Essay Writing Help on The Effects of Technologies on Our Reading Behavior

The Effects of Technologies on Our Reading Behavior

As technology continues to advance, students and educators are increasingly accessing reading materials in digital texts through the Internet. Digital texts are easily accessible through laptops and desktops, as well as on hand-held gadgets such as iPads and Notebooks. In countries such as the UK and US, electronic books have surpassed print books in terms of sales. However, some individuals are skeptical about digital media, as they believe that it is making them unintelligent. The question that I would like to answer is whether digitizing all reading materials, or using e-reader, will make learning more efficient than using printed copies.

It is indisputable that technology is advancing; the Internet has transformed the way we used to carry out certain activities. According to Hooper and Herath, the number of people who have access to the Internet has grown by 566% from 2002 to 2012 (51). This growth has led to a number of researches to assess changes in reading behavior among individuals due to increases in digital texts. The unique medium, as well as scalability of the Internet can stimulate students towards reading, as they can access numerous features that make it easy to read digital texts (Thoermer and Williams 441). Techniques such as Read-Alouds and Readers Theater can assist students to develop fluency in reading. These techniques lack in the print media. Students have the capacity to influence various programs, such as dictionary, font size, and note taking, to enhance their skills in learning. 

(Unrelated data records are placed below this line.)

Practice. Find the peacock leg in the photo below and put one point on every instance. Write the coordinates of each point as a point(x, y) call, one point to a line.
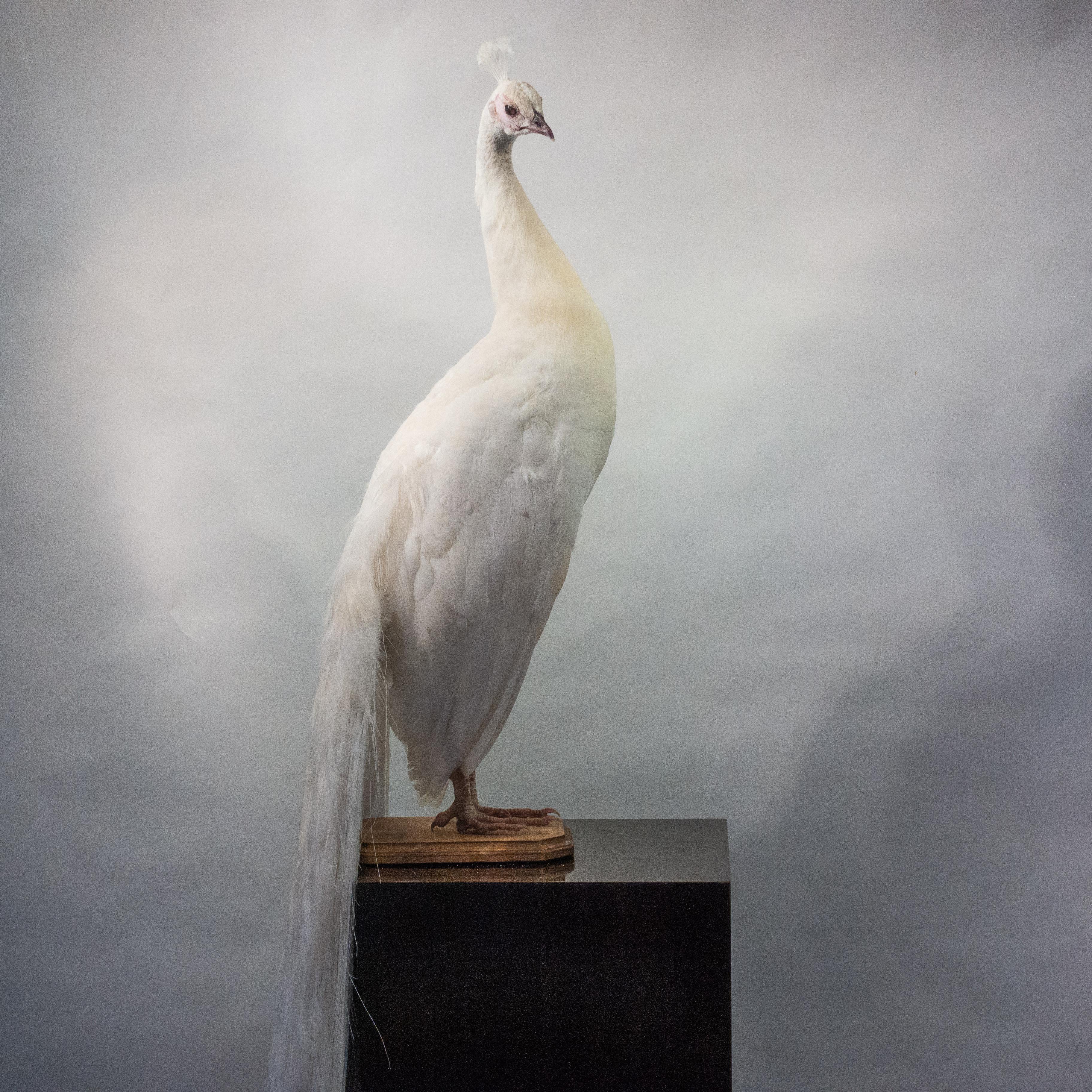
point(472, 818)
point(542, 814)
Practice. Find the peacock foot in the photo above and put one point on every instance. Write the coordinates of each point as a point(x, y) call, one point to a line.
point(474, 818)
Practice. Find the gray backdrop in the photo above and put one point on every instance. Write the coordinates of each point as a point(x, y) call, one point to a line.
point(835, 583)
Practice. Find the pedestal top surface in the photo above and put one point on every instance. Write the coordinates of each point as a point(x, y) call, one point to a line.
point(649, 851)
point(606, 851)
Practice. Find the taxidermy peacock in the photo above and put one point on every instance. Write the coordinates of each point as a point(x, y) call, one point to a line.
point(447, 580)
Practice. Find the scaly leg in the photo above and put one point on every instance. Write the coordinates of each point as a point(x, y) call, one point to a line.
point(472, 818)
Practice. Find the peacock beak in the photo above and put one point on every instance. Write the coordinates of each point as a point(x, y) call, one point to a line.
point(539, 126)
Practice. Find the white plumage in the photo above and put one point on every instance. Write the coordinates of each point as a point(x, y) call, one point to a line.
point(448, 577)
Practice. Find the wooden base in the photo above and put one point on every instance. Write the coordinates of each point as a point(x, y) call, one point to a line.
point(409, 840)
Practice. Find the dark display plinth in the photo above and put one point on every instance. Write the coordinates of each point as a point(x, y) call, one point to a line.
point(608, 971)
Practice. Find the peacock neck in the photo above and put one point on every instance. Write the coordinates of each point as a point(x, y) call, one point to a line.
point(531, 279)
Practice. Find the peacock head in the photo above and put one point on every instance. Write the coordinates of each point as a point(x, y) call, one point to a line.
point(516, 106)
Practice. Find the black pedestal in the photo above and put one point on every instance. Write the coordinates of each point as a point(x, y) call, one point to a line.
point(616, 978)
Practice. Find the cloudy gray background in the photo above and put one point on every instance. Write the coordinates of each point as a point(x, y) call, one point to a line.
point(835, 583)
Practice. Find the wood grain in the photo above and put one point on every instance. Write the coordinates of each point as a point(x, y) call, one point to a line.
point(409, 840)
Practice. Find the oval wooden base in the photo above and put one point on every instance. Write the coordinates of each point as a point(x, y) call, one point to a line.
point(409, 840)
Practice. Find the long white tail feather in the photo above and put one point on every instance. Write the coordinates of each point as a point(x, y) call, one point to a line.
point(347, 781)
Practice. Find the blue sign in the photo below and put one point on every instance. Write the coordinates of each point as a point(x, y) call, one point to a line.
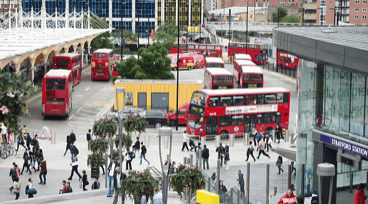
point(344, 145)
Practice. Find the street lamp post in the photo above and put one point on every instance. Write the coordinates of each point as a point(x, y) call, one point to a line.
point(120, 125)
point(165, 132)
point(336, 16)
point(121, 30)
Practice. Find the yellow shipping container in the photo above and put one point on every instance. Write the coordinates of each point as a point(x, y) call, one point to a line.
point(155, 92)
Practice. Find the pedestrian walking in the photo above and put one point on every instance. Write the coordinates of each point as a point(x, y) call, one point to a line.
point(118, 179)
point(273, 193)
point(191, 144)
point(279, 164)
point(30, 189)
point(89, 137)
point(278, 132)
point(68, 141)
point(74, 165)
point(110, 172)
point(205, 156)
point(250, 151)
point(227, 147)
point(289, 198)
point(28, 141)
point(261, 148)
point(64, 189)
point(198, 148)
point(96, 184)
point(143, 153)
point(137, 146)
point(85, 180)
point(360, 197)
point(16, 186)
point(241, 183)
point(220, 153)
point(185, 140)
point(25, 163)
point(14, 173)
point(73, 138)
point(43, 171)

The extent to which digital technology has influenced learning efficiency concerns motivating students to use the available devices. The emergence of E-books led to invention of digital reading devices, which have enhanced easier access to e-books. The advantages of digital reading devices are that they are moveable, affordable, and capable of storing large content of text (Larson 280). Thus, the availability of e-books has made children and adults gain more access to books than before, a condition that has enhanced their reading skills. According to Larson, digital reading is entrenched in cognitive constructivist theory, which asserts that new knowledge can be gained through experience. This implies that exposure to digital texts has enhanced learning among adults and children.

Another question that needs to be answered is whether online resources can benefit all disciplines. Although adequate access to digital texts does not guarantee learning, abundance in scientific resources through the Internet has enabled students to expand their science skills. Reading online resources to enquire about science discipline is extremely difficult for many students because they lack patience, and do not have time to evaluate the credibility of information on the Web. While IdeaKeeper, a software to support online learning, was designed to enhance Web-based inquiry, the most essential goal is to support reading and sense making, as reading is vital for the achievement of online learning (Zhang 139). Unguided online reading does not enhance reading skills, especially among middle school students, who need to understand various concepts.  

On whether the Internet is making people stupid, Hooper and Herath have claimed that access to the Internet has been linked to lack of concentration, loss of memory, and deficiency in comprehension (53). Online users tend to skim-read through many texts; thus, they do not take time to comprehend information from the digital text. Sociologists have claimed that research skills may not develop efficiently when carried out online as this approach does not enhance accuracy of information. The internet has deceived people that everything they require is available online, but most of the information is not accurate. The notion that online reading may reduce the pleasure of reading has been termed as a cultural view, and not a cognitive phenomenon (Kretzschmar, et al.10). However, I believe that the Internet is not making us stupid, unless we want to become unintelligent.

Works Cited

Hooper, Val, and Channa Herath. “Is Google Making Us Stupid? The Impact of the Internet on Reading Behavior.” 27th Bled eConference eEcosystems, June 1-5, 2014. Web. 24 Jan. 2015$FILE/04_Hooper_Herath.pdf

Kretzschmar, Franziska, et al. “Subjective Impressions Do Not Mirror Online Reading Effort: Concurrent EEG-Eyetracking Evidence from the Reading of Books and Digital Media.” PLOS ONE, February 6, 2013. Web. 24 Jan. 2015 

Larson, Lotta C. “It’s Time to Turn the Digital Page.” Journal of Adolescent & Adult Literacy, 56.4 (2012): 280-290.

Zhang, Meilan. “Supporting Middle School Students’ Online Reading of Scientific Resources: Moving Beyond Cursory, Fragmented, and Opportunistic Reading.” Journal of Computer Assisted Learning (2013), 29: 138-152.